In school, Hopkins did very well, but still hadn’t made up his mind on what he wanted to do. He tried on a college chemistry course, and ended up doing so well that he was offered an assistant job by toxicologist Thomas Stevenson. This was Hopkins introduction to the effects of chemicals on the human body and his work with Stevenson was used in a handful of legal cases.

Intrigued by the cross between biology and chemistry, he went back to school and got a degree in medicine, so that at age 32 he was teaching physiology ad toxicology at Guy’s Hospital in London. But it still wasn’t quite what he wanted. When he was offered a position at Cambridge to study the chemical aspects of physiology, he jumped at the change of pace.

While at Cambridge, surrounded by fellow researchers, he helped to discover how lactic acid works in the body as well as the amino acid tryptophan, which Americans generally associate with Thanksgiving Day turkey.

But it wasn’t until he was in his 50s that he did the work that would earn him a joint Nobel-Prize in 1929.

Around 1911 Hopkins began a series of feeding experiments.
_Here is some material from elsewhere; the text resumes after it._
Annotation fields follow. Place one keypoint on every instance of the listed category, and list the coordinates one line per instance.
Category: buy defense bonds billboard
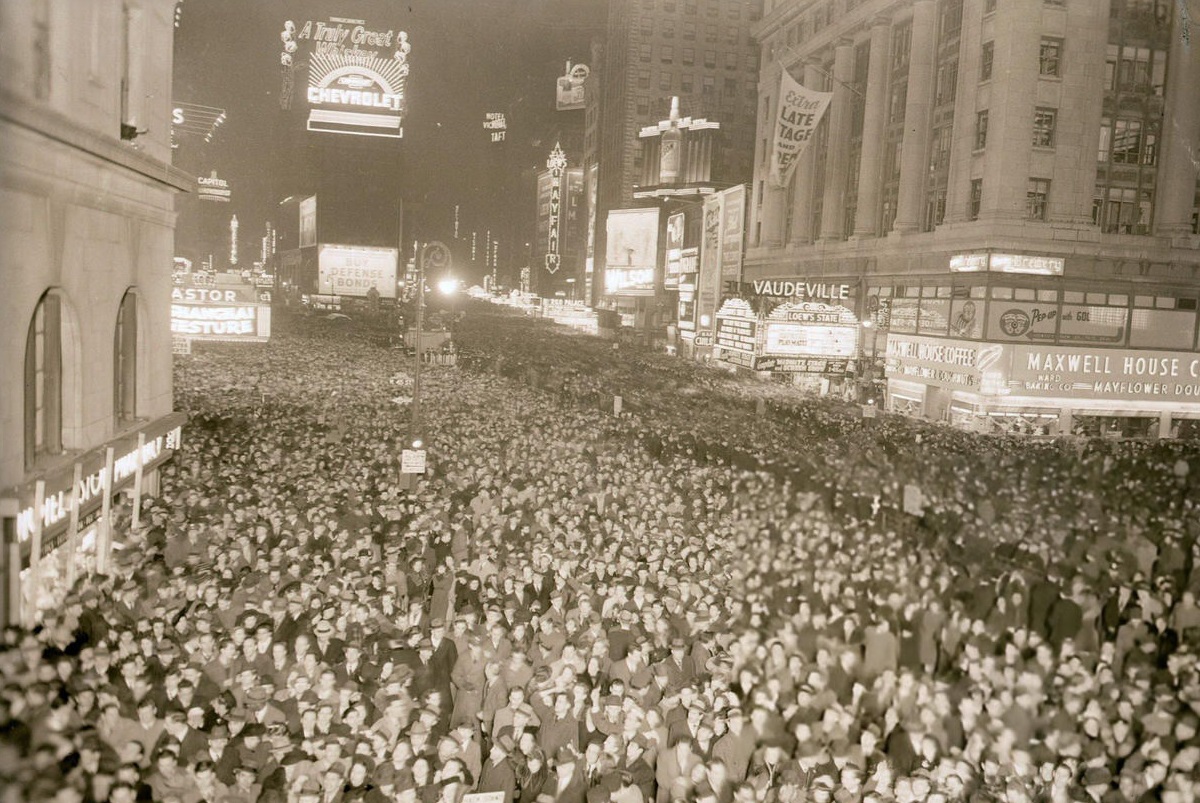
(358, 75)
He fed young rats a diet of pure proteins, fats, carbs, minerals and water, thinking this would be the most efficient diet. However, he was proved massively incorrect. The rats instead were stunted in their growth and became sickly. This, he concluded, meant there were other unidentified substances in whole foods that were essential for growth and survival. He called these “accessory food factors.” We know these as vitamins.
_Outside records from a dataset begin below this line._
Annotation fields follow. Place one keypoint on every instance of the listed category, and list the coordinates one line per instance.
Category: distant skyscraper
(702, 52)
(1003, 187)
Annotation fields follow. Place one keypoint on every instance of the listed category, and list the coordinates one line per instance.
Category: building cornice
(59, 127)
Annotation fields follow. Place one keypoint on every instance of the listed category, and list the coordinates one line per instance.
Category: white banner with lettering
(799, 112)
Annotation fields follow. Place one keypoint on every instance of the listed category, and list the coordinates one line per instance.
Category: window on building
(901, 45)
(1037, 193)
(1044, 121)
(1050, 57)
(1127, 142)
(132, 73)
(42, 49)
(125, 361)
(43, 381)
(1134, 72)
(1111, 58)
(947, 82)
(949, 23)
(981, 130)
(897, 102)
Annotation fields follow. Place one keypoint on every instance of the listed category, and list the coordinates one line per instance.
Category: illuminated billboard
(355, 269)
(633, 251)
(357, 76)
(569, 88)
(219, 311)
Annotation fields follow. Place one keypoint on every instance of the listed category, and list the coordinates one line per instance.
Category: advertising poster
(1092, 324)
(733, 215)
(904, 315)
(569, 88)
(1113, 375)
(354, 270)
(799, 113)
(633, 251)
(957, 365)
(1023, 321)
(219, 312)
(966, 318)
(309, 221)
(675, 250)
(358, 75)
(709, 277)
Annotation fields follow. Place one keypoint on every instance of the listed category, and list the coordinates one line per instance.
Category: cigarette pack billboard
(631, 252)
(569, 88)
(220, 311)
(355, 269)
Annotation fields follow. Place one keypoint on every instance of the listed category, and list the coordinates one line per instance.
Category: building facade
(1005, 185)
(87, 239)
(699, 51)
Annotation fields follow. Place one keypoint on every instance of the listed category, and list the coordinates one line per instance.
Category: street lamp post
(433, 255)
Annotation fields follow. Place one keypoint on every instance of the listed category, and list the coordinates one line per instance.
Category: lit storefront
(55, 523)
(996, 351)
His work on vitamins indeed proved vital. Armed with the rudimentary knowledge of vitamins, food rationing was looked at with a new lens. During the food shortages of WWI, officials strove to make sure rations included food that had some nutritional content, and food companies began “enriching” their products such as flour and margarine with vitamins.

 

Playgrounds
Laurence Alma-Tadema

In summer I am very glad
We children are so small,
For we can see a thousand things
That men can’t see at all.

They don’t know much about the moss
And all the stones they pass:
They never lie and play among
The forests in the grass:

They walk about a long way off;
And, when we’re at the sea,
Let father stoop as best he can
He can’t find things like me.

But, when the snow is on the ground
And all the puddles freeze,
I wish that I were very tall,
High up above the trees.

Wishing you a good morning, a better day, and a lovely evening.